Une Coupe du Monde colorée et chaleureuse

Pour ceux qui ont vu le film « Invictus » de Clint Eastwood, l’énorme statue en bronze de Nelson Mandela trônant à Sandton, Johannesburg, n’est pas inconnue à leurs yeux. La magie du cinéma !

Mais feu Inspecteur Harry reconverti en machine à gagner des Oscars derrière la caméra n’est pas non plus David Copperfield.

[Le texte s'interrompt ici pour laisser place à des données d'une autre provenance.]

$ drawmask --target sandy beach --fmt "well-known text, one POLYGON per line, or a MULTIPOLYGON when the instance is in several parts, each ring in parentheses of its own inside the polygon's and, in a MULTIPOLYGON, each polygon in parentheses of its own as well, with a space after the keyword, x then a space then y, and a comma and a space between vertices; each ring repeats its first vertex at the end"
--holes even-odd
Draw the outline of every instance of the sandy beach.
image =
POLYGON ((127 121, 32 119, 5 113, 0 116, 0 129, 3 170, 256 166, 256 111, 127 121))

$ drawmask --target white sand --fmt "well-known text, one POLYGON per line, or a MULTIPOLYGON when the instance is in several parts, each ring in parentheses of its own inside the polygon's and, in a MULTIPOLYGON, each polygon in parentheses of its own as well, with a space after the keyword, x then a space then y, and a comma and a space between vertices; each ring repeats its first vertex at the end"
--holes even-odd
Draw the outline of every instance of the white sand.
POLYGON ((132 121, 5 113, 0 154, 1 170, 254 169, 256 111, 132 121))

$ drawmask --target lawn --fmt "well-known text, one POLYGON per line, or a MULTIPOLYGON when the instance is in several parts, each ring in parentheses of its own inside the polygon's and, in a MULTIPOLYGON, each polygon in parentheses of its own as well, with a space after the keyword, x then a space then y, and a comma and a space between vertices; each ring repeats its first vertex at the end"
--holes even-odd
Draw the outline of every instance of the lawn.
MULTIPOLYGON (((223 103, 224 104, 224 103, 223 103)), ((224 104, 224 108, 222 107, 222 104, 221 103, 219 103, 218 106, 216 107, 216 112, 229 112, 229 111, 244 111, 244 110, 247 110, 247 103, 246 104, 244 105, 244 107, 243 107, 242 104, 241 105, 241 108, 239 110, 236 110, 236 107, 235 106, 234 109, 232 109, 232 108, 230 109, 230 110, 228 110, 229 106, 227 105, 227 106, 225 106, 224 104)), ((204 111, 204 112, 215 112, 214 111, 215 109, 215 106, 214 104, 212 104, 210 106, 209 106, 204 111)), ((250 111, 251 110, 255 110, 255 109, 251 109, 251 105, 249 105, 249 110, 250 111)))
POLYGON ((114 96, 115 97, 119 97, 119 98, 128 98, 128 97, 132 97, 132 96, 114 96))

Pour sentir comme elle le mérite la ferveur d’une Coupe du Monde historique au pays de Madiba, il faut être sur place.

J’ai ce privilège, et pendant un mois je vous le ferai partager tous les jours sur le site d’Eureka Presse.

Par où commencer ? Peut-être par le bonheur sincère et contagieux du peuple sud-africain d’accueillir le premier Mondial de l’histoire en terre africaine. «Nous sommes tellement fiers de montrer un autre visage du continent et de l’Afrique du Sud», me raconte le chauffeur d’une des indénombrables navettes assurant le transport des officiels et aussi des journalistes les plus nantis.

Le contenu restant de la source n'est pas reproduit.